だが、いつもなら一口食べるだけで体中に染みわたるように力が行き渡っていく充足感があるが、それがない。
「これは、いつもの筋肉増強料理と同じものなのか?」
「ええ。カレンちゃんが作っていた通りのレシピよ。もしかして、カレンちゃんのレシピは嫌だったかしら?」
「いや、料理のレシピに罪はない」
筋肉を付けたいならタンパクシツ、とわけのわからないことを言いながら作っていたカレンのレシピだ。
気に食わないが、体に合うのだから仕方ない。
いや、これまでは合っていたが――これはどうも違う気がする。
「……騎士団の訓練で自覚以上に消耗しているのかもな」
「疲れると塩みが欲しくなるものよね。もっと濃い味にしてあげるべきだったわね」
フリーダがかいがいしくライオスのために塩をわざわざ持ってくる。
塩が追加された鶏肉と豆のスープはやたらと塩辛いばかりで、食えたものではなかった。
だが、味にケチを付けたのは自分だ。
ライオスは無表情でスープを飲み干した。
これが食える味だと感じているのなら、いよいよこの母に料理は任せられない。
「……母さん、雑役人を雇ったらどうだ?」
「それね。カレンちゃんももういないし、マリアンさんはグーベルト商会のお嬢さんだから、家事を一緒にしてもらうわけにもいかないものね」
フリーダが寂しげに笑う。
父親はすでにない。財産はあるが、だからこそ得体の知れない人間を近づけるなと、この母親にはいつも口を酸っぱくして言っている。
そのせいで、もしかしたら孤独なのかもしれない。
孤独な老人の話し相手としてはカレンはぴったりだった。
そこで、ライオスは妙案を思いついた。
「もしもカレンを哀れに思うなら、カレンを雑役人として雇ってやったらどうだ?」
「そ、そんな。お嫁に来るはずだった子を雑役人なんて……」
「案外喜ぶかもしれないぞ? 魔力ランクもDランクでは今後錬金術師として出世する望みもないだろう。雇用して金を払うと言ってやれば飛びつくかもしれないぞ」
ライオスならそんな誇りが傷つく真似はとてもできないが、カレンならヘラヘラ笑いながら引き受けそうなところがある。

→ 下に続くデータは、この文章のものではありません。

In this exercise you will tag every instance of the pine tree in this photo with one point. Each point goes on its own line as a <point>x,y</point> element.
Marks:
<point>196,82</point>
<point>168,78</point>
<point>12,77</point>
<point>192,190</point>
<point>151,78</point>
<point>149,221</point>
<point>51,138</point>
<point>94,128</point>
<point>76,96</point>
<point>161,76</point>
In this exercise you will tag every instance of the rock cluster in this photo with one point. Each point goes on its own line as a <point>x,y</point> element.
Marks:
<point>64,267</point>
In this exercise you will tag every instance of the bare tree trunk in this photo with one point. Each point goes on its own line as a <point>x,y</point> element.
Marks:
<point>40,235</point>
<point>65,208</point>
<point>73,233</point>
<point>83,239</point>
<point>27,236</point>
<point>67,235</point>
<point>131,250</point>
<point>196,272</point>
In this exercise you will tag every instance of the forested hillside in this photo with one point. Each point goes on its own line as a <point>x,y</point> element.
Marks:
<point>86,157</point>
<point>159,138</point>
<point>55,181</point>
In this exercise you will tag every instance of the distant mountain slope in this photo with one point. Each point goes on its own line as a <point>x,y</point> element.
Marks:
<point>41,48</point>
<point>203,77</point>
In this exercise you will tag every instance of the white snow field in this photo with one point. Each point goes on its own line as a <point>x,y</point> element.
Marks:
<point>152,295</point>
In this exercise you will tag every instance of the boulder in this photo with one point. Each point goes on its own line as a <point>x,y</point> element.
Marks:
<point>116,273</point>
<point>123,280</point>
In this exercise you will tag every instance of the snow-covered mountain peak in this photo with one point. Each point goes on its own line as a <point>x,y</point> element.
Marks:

それに、ライオスとの長年の婚約を破棄したために、カレンはいわば傷モノとなった。
次の婚約などしばらく見つからないだろう。
「どんな形でも、カレンちゃんとまた一緒にお料理できたら私は嬉しいけど……」
「母さんがそう言っていたと知れば泣いて喜ぶんじゃないか?」
「そうかしら……?」
「相手はFランクだぞ、母さん」
「そうよね……Fランクだものね」
母親の顔に笑みが戻りライオスはほっとした。
カレンを雇うと訊けばマリアンは顔をしかめるかもしれないが、カレンは雑用係としては便利だ。
八年も婚約していただけあり、ライオスの機微もよく理解している。
何なら相場の二倍くらいの報酬は払ってやってもいい。だとしても端金だ。
雇い主として毅然とした態度で接し、生意気なことを言わないよう言い聞かせれば、使えるだろう。
寝入り際も、ライオスは自分の思いつきを自画自賛した。
「何度考えてもカレンほどうちの雑役人にふさわしい人間はいないな……もしもよく働くようだったら妾くらいにはしてやるか」
切り捨てたとはいえ、情がないとは言わない。
マリアンをどう説得するかと考えつつ、ライオスは気持ちよく眠りについた。
だが翌日も、翌々日も、その次の日も。
フリーダが何度カレンの家を訪ねても、カレンは仕事に出ていると周囲の家に言伝をしたまま、家を留守にし続けた。